If you've ever handled fish, bait, or seafood, you've probably experienced this: you wash your hands and the smell is still there — even after multiple washes. So what's actually going on?
The short answer: Wendala's Fish Away Hand Scrub was built specifically for this problem — because regular soap simply isn't designed to solve it.
It's Not Dirt — It's Oil
Fish odor doesn't just sit on your skin — it binds to the natural oils in your hands. When you handle fish, bait, or seafood, odor compounds attach to the oils in your skin and settle into pores, lines, and around nails. Regular soap removes surface dirt but often doesn't fully break down those oils. That's why the smell lingers.
What Causes Fish Smell?
Fish odor comes from compounds like trimethylamine (TMA) and other amines — molecules that are strong-smelling, oil-binding, and difficult to remove with basic soap. Once they attach to skin oils, they don't rinse away easily. The more you handle fish, the deeper those compounds work into the oil layer on your skin.
Why Regular Soap Fails
Most soaps are designed to clean dirt and remove bacteria — but not to break down heavy oils or remove odor-causing compounds. That's why you wash once and still smell, wash twice and still smell, and eventually give up. The root problem — oil-bound odor — hasn't been addressed.
The Overwashing Problem
Many people try to fix the issue by washing repeatedly or using stronger soap. But this can dry out your skin while still leaving odor behind — because more soap doesn't solve the underlying problem. You're cleaning the surface over and over while the odor stays locked in the oil layer underneath.
What Actually Works
To truly remove fish smell, you need to break down the oil layer, lift odor compounds from the skin, and rinse everything away completely. This is why scrub-based solutions are more effective than soap alone.
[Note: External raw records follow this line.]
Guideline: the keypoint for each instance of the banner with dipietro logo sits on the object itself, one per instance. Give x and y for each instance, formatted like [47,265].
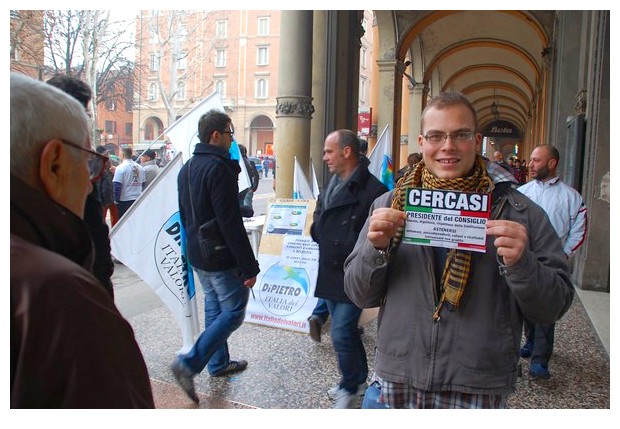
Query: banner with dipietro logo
[289,261]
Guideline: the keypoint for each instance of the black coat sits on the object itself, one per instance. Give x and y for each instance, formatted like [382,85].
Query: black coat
[336,228]
[214,191]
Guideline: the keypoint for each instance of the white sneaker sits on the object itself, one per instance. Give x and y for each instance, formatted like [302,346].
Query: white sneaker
[346,400]
[333,392]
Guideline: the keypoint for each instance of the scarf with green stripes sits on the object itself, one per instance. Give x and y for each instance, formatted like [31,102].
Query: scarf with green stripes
[458,262]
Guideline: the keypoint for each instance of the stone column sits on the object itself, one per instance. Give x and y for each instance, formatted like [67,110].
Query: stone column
[318,130]
[418,94]
[387,103]
[294,102]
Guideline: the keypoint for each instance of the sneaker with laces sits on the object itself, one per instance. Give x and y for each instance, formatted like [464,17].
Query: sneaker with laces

Wendala's Fish Away combines exfoliation with rinse-away action to remove fish oils and odor at the source — not just the surface.
Why Exfoliation Matters
Exfoliation removes the top layer where odor is trapped, cleans around nails and skin texture, and releases oil-bound compounds so they can be rinsed away. Sugar-based scrubs are particularly effective because they're strong enough to remove residue, gentle enough for repeated use, and dissolve completely clean with water — no grit left behind.
Final Takeaway
If your hands still smell after washing, it's not because you didn't wash enough. It's because you didn't remove the oil layer where odor lives. The fix isn't more soap — it's a different approach entirely.